Dan Owens at Blog for Rural America has a discussion of the prohibition of planting fruits and vegetables on base acres. Marginal Revolution also has a post on the subject.
When I read the MR post I reacted--"this isn't right". Fortunately I did some checking before posting and found that the things I was challenging were indeed correct, or at least correct enough for purposes of discussing farm programs. (I don't think the bar's too high there.) I find I do that more these days; what knowledge I accumulated during my career is becoming obsolete.
I do remember when fruits and vegetables first came in, at least I think I do. It was the 1985 farm bill, which introduced the concept of "flex" acres, or 50/92--the idea that a farmer's payment acreage for a program crop could be planted to other than the program crop. We were working away on the implementation when the fruit and vegetable people started calling to ask what could be planted "other than the program crop"? We said, according to the way we read the law, anything. The next thing you knew there was a small little bill flying through Congress amending the 1985 act to exclude fruits and vegetables. From that little seed a mighty issue has grown.
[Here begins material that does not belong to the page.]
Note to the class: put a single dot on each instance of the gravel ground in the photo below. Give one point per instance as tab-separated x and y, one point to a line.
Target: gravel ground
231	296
Judging by the rhetoric around this issue, the only reason President George H.W. Bush didn't eat his broccoli is it was too high-priced--if we just had a few million more acres of carrots and broccoli prices would fall to the point that everyone would eat their 6 or 8 servings of fruits and vegetables a day. Pardon my skepticism, but while removing the prohibition might lower the price and expand the acreage a bit, I don't think it would mean a major change in the nation's diet.